At first, the new ads were mostly treatises on the origins of the shortage or exhortations to conserve energy. Amoco, which last April dropped a $1 million product campaign aimed at luring vacationers into the company's gas stations, now runs print and TV "progress reports" on subjects such as "America's great natural-resources appetite." With cameras, Atlantic Richfield followed two overweight men around while they attempted to live without their cars. Each of them lost 35 pounds in three months of walking and watching their diets. Arco commercials now advise weight watchers: "Leave your car in the garage."
Harder Line. Lately the companies have been taking a harder line against criticism.
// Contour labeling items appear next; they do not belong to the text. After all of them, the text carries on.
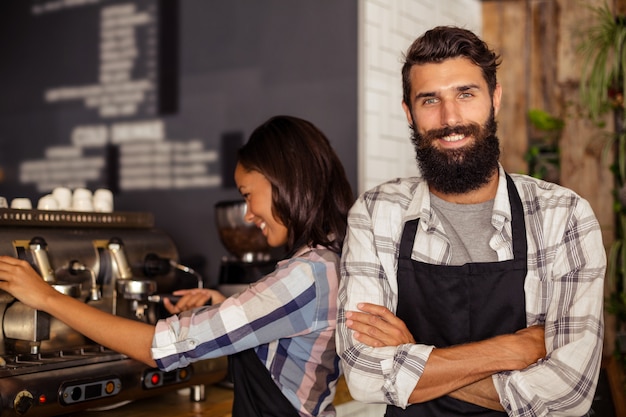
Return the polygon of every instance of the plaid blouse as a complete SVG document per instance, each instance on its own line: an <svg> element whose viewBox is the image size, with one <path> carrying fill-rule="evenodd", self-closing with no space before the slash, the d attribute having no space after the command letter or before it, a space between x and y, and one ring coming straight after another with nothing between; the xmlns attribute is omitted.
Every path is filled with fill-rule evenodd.
<svg viewBox="0 0 626 417"><path fill-rule="evenodd" d="M512 174L528 242L524 289L528 326L543 324L547 357L521 370L493 375L510 416L580 416L593 400L603 343L606 254L588 202L573 191ZM337 352L350 392L364 402L406 407L433 346L372 348L356 342L345 312L359 302L395 312L399 242L404 223L420 217L413 259L451 261L449 241L431 210L423 178L396 179L364 193L350 211L339 288ZM500 167L489 242L498 260L513 258L511 209Z"/></svg>
<svg viewBox="0 0 626 417"><path fill-rule="evenodd" d="M306 248L221 304L156 325L152 356L171 370L254 348L301 416L334 416L339 256Z"/></svg>

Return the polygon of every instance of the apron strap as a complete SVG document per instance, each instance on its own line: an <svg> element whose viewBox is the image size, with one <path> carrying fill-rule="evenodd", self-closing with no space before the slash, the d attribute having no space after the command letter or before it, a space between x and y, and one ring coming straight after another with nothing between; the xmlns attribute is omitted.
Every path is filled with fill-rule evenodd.
<svg viewBox="0 0 626 417"><path fill-rule="evenodd" d="M254 349L229 357L233 376L232 417L299 417Z"/></svg>

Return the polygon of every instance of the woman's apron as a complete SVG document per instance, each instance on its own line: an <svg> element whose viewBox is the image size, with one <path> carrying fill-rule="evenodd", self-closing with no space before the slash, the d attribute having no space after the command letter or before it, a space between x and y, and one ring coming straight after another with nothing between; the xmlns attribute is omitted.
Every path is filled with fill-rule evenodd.
<svg viewBox="0 0 626 417"><path fill-rule="evenodd" d="M398 257L398 310L420 344L447 347L514 333L526 327L524 279L526 228L522 202L507 175L514 259L431 265L411 259L419 219L404 226ZM405 410L388 406L396 416L505 416L478 405L443 396Z"/></svg>
<svg viewBox="0 0 626 417"><path fill-rule="evenodd" d="M229 357L233 377L232 417L299 417L254 349Z"/></svg>

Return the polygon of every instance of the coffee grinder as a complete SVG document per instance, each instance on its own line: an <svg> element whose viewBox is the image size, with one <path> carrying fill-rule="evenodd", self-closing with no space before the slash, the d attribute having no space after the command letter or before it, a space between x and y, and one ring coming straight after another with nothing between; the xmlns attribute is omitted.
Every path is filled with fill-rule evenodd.
<svg viewBox="0 0 626 417"><path fill-rule="evenodd" d="M222 245L229 254L222 258L218 290L226 295L238 293L276 267L275 251L263 232L246 222L244 200L215 204L215 222Z"/></svg>

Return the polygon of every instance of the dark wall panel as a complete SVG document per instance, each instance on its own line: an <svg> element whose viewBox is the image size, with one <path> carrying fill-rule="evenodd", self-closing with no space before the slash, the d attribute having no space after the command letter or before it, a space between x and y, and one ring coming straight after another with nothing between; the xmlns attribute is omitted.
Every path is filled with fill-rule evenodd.
<svg viewBox="0 0 626 417"><path fill-rule="evenodd" d="M215 284L226 252L215 229L213 206L238 198L232 180L224 178L234 166L232 160L223 160L234 153L225 141L245 142L272 115L306 118L328 135L356 189L356 0L103 0L61 8L63 4L0 4L0 195L9 200L30 197L36 204L52 182L42 186L41 181L25 180L24 161L48 163L55 150L71 154L76 127L101 126L112 132L123 123L158 120L165 142L182 147L185 157L194 155L189 150L193 146L201 147L197 154L218 155L203 166L208 176L222 178L221 184L122 186L116 209L154 213L157 227L173 237L182 261L194 264ZM167 16L177 15L156 29L137 26L134 32L139 57L129 74L155 85L161 81L160 87L146 93L135 113L118 116L103 116L102 107L87 108L80 100L46 100L46 94L59 88L101 82L102 37L110 34L102 27L112 21L103 19L103 9L133 4L138 11L156 10L154 16L167 8ZM173 11L172 4L177 5ZM150 42L176 48L167 53L157 48L160 55L155 58ZM116 52L120 50L125 49ZM154 64L145 64L151 58L157 63L156 76ZM121 148L111 152L111 146ZM124 146L109 137L106 144L81 145L80 157L106 160L116 151L124 155ZM87 188L111 185L112 178L124 182L125 174L120 179L118 172L107 172L116 164L105 165L99 175L84 180ZM158 162L152 169L155 175L162 173Z"/></svg>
Last month Texaco headlined full-page newspaper ads: "We're not holding back anything." The ad said that Texaco was supplying comprehensive statistics to federal officials that proved there was a genuine shortage of fuel. Mobil warned in newspapers: "Don't read these ads if you've made up your mind about oil profits." Justifying the corporation's 47% earnings increase in 1973, the ad said: "A company cannot continue for many years to make new investments unless it earns a satisfactory rate of return."
Many companies are spending less on energy-crisis ads than they did on their old product pitches. Oil firms tend to guard their advertising figures jealously. But Standard of California cut its advertising budget by 70% last year; Atlantic Richfield's 1974 ad budget is 40% lower than last year's. Standard of Indiana executives predict that in 1974 their advertising outlay will be less than half the $28 million it was in 1970. One of the few firms that plan to advertise more is Exxon, which anticipates a "substantial increase" over last year's expenditure.
Are the ads successful? According to a survey by the D'Arcy-MacManus & Masius advertising agency, Amoco's "Dial Down" campaign, which urges householders to lower their thermostats, was considered "believable" by 95% of those who saw it; 68% of those surveyed thought that Amoco was "sincerely concerned in helping solve the shortage." On the other hand, three U.S. Senators and three Congressmen have petitioned the Federal Trade Commission to demand substantiation for such statements as Shell's claims that it has a solution to oil spills with its "oil herder," a chemical pollution fighter, and that its offshore drilling platforms in the Gulf of Mexico are enhancing the environment for marine life. Within a few weeks, the FTC may ask the companies for data to back their claims. If the commission deems any ads misleading, it may demand that the companies run corrective ads. In that case, there could be a legal battle. The FTC has jurisdiction over product ads, but institutional ads may well be covered by the free-speech provisions of the First Amendment.
At their best, the institutional ads are truthful and informative. One example: Exxon's recent explanations of how it will spend $16 billion on expansion and exploration over the next four years. Other ads are heayyhanded, self-serving and sprinkled with half truths. Asks one Mobil ad: "Are oil profits big? Right. Big enough? Wrong. So says the Chase Manhattan Bank." That is like asking American Motors whether small cars have a future. A Gulf ad correctly states that the energy crisis is partly a result of Government regulations that kept oil and gasoline prices so low that they encouraged overconsumption; the ad naturally does not mention that the oil industry's advertising, which for years exhorted customers to consume ever greater quantities of its products, is also partly to blame.